Vadouvan Roasted Carrots with Buttermilk Vinaigrette and Walnut Granola
Source: Levi Mezick, Harvest Table
Recipe Type: Appetizers and Sides | Seasons: Autumn, Winter
This recipe was demonstrated for CUESA’s Market to Table program on October 10, 2015.
Makes 4 servings
INGREDIENTS
Black Walnut Granola
(makes more than you will need for this recipe)
3¼ cups rolled oats
3 cups chopped walnuts
1 cup maple syrup
¼ cup honey
¼ cup light brown sugar
½ cup canola oil
1 teaspoon vanilla extract
1 tablespoon salt
2 tablespoons ground nutmeg
1 teaspoon ground cloves
Buttermilk Vinaigrette
¼ cup buttermilk
2 tablespoons white wine vinegar
½ teaspoon coarse salt
¼ teaspoon freshly ground black pepper
2 tablespoons extra-virgin olive oil
¼ cup chopped fresh chives, tarragon, or dill
½ teaspoon chopped thyme
½ teaspoon chopped oregano
Baby Carrots
16 baby carrots, mixed colors
1 cup canola oil
8 cloves garlic, peeled and crushed
4 sprigs thyme
1 sprig rosemary
2 tablespoons butter
Vadouvan or curry spice, to taste
Salt, to taste
PREPARATION
To make the granola: Preheat the oven to 250°F (convection setting, if available). Combine the oats and walnuts in a large bowl. Heat the maple syrup, honey, brown sugar, and oil in a small pan over medium-low heat until the sugar is completely dissolved. Remove from the heat and add the vanilla extract, salt, and spices. Pour over the oats and walnuts and mix very well to distribute evenly. Divide the granola onto 4 parchment-lined rimmed baking sheets and bake, stirring every 20 minutes, until the oats are dry and crispy, about 1 hour.

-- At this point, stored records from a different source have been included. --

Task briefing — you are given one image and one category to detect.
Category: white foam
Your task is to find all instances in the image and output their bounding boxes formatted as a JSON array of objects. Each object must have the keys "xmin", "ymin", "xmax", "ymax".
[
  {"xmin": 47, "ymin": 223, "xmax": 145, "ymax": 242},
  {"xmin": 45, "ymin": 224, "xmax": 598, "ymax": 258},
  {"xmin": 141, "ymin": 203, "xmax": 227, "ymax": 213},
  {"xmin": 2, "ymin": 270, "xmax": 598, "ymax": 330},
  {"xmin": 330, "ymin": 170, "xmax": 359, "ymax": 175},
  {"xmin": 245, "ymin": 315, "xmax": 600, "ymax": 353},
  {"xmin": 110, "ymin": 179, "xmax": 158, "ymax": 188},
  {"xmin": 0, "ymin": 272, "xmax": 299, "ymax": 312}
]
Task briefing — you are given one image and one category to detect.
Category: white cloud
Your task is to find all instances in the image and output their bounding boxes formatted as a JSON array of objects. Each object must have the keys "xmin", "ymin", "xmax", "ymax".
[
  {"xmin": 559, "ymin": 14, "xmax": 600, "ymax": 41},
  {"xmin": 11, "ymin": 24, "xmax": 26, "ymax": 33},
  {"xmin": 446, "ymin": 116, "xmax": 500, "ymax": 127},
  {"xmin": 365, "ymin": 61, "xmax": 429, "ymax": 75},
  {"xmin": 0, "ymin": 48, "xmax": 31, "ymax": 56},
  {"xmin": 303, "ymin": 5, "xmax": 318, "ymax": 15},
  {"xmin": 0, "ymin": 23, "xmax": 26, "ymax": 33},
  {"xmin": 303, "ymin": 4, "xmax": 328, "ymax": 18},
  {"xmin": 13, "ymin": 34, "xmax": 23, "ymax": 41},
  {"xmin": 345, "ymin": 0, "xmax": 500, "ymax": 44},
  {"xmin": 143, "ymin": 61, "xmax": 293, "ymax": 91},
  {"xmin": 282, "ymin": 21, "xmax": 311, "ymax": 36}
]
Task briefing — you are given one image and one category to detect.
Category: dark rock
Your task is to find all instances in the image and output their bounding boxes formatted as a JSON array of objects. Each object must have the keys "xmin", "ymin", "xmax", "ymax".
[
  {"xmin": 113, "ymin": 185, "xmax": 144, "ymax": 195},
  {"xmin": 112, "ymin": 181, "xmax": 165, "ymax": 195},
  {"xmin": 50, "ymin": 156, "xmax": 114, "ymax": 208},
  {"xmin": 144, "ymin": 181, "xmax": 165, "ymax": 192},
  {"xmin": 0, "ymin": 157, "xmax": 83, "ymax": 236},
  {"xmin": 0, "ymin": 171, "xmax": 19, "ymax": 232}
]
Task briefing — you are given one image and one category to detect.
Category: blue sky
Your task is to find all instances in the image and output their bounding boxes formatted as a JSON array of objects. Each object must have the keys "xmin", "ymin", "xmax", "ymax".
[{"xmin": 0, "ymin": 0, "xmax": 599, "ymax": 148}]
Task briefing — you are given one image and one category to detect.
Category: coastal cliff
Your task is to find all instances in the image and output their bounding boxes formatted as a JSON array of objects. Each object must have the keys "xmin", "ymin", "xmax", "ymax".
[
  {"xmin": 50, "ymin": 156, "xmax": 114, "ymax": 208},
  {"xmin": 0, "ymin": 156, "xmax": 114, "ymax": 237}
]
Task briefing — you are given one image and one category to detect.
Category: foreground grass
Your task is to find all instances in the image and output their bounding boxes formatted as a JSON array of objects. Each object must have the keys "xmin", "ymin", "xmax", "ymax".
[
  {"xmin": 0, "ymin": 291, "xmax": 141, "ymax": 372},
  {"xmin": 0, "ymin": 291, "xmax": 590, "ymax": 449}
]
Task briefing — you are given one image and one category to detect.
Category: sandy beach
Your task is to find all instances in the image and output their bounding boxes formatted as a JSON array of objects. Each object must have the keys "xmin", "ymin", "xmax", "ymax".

To make the dressing: Whisk together the buttermilk, vinegar, salt and pepper in a bowl to combine. Slowly whisk in the oil and herbs.
To make the carrots: Remove the tops and “tails” of the carrots, but do not peel. Oil a large roasting pan with the canola oil. Add the carrots, garlic, thyme, rosemary, and butter to the pan. Roast for 2 hours, basting and rotating every 15 minutes. Remove the pan from the oven, drain off the oil, and move the pan to the stove. Baste and sauté the carrots over medium-high heat, until evenly browned. Season with the curry spice and salt.
To assemble: Pour the buttermilk dressing in the center of the plate. Top with the carrots, and sprinkle with some of the granola. Serve immediately, while the carrots are still hot.